Il posto è il libro del 1983 in cui Annie Ernaux ricorda suo padre e, così facendo, racconta la storia di una famiglia francese passata, nel giro di tre generazioni, per diversi salti sociali, antropologici, forse morali. Da analfabeti a scrittori. Da contadini a operai, a commercianti. Da proletari a piccolo borghesi. Da calpestati dalla Storia a chi, la storia, conquista finalmente il diritto di raccontarla, sapendo non solo che una ferita resta aperta ma che proprio quella, la ferita, è la fonte più attendibile per attingere al ricordo. 

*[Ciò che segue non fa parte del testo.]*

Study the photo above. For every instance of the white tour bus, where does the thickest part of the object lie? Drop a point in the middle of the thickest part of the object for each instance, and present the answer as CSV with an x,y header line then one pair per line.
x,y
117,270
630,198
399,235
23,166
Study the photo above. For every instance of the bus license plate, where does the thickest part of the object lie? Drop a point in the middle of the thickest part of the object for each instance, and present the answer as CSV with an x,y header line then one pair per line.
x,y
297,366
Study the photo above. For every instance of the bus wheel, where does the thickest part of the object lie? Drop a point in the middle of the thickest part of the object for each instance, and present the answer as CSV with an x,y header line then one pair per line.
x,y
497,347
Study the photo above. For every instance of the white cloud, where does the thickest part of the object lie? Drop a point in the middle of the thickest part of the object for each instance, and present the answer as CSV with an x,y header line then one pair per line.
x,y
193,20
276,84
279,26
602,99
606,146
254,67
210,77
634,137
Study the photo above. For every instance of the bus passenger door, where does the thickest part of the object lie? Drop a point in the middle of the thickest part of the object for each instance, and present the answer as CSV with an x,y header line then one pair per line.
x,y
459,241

Nelle prime pagine del libro – di stupefacente bellezza – Annie Ernaux offre una prova di bravura di cui raramente si è testimoni leggendo un contemporaneo: un superbo ingresso nel libro per sicurezza, semplicità, disinvoltura nel compiere una specie di doppio passo, un falso movimento di cui a non stare attenti – tanto il racconto entra subito nel vivo – si perderebbe traccia. 

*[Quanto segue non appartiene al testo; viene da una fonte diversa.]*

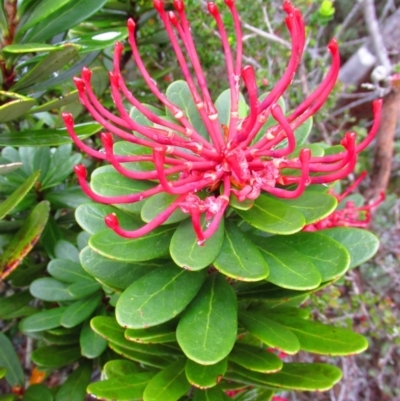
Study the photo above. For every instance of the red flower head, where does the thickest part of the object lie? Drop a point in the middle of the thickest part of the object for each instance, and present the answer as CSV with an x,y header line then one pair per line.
x,y
239,160
349,215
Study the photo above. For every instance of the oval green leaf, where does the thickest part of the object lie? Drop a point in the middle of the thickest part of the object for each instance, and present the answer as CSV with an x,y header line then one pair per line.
x,y
74,388
47,137
157,297
239,258
80,310
90,216
44,320
116,275
92,345
270,332
313,205
123,388
16,197
9,360
288,268
273,216
25,239
154,205
187,253
207,329
67,271
205,376
37,392
255,358
360,244
330,258
49,289
320,338
56,356
168,385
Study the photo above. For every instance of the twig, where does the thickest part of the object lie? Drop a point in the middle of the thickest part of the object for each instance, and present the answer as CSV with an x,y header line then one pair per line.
x,y
348,19
269,36
375,34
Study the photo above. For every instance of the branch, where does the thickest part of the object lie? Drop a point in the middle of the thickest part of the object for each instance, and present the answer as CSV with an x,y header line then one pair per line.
x,y
375,34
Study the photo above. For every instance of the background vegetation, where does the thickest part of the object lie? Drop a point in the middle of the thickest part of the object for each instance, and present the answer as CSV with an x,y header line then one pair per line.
x,y
45,43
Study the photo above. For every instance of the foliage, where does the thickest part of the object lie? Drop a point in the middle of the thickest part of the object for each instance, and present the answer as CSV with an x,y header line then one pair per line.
x,y
159,316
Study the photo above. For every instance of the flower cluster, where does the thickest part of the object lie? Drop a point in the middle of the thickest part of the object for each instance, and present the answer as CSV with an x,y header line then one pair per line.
x,y
349,215
240,160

Ernaux prende le mosse dal giorno in cui, in un lontano aprile, ottiene un posto da insegnante presso un liceo di Lione. Il responso le viene comunicato a conclusione di un esame durante il quale i commissari danno prova di un puntiglio ai limiti della crudeltà, l’umiliazione quasi istituzionalizzata con cui si segna il passaggio di status. 

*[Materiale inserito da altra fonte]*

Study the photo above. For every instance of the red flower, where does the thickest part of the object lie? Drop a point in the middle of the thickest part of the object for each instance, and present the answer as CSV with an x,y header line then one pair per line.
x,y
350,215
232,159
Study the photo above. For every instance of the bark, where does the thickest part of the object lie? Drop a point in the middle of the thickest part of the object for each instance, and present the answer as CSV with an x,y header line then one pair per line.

Ernaux non scrive per indagare i meccanismi della memoria involontaria ma per dare ai morti una seconda sepoltura

«Non ho smesso di pensare a questo cerimoniale fino alla fermata del bus, con rabbia e una sorta di vergogna. La sera stessa ho scritto ai miei genitori che sarei presto diventata professoressa di ruolo». Una riga bianca, poi il colpo. «Mio padre è morto esattamente due mesi dopo». Quindi la voce narrante confessa che, in alcuni momenti, le capita ancora di non sapere più se la prova nel liceo di Lione si sia svolta prima o dopo la morte di suo padre. Ci aspetteremmo di conseguenza il solito narratore inattendibile. E invece, da questo punto in poi, la successione dei ricordi si fa via via sempre più precisa, stentorea, nitida, ustionante.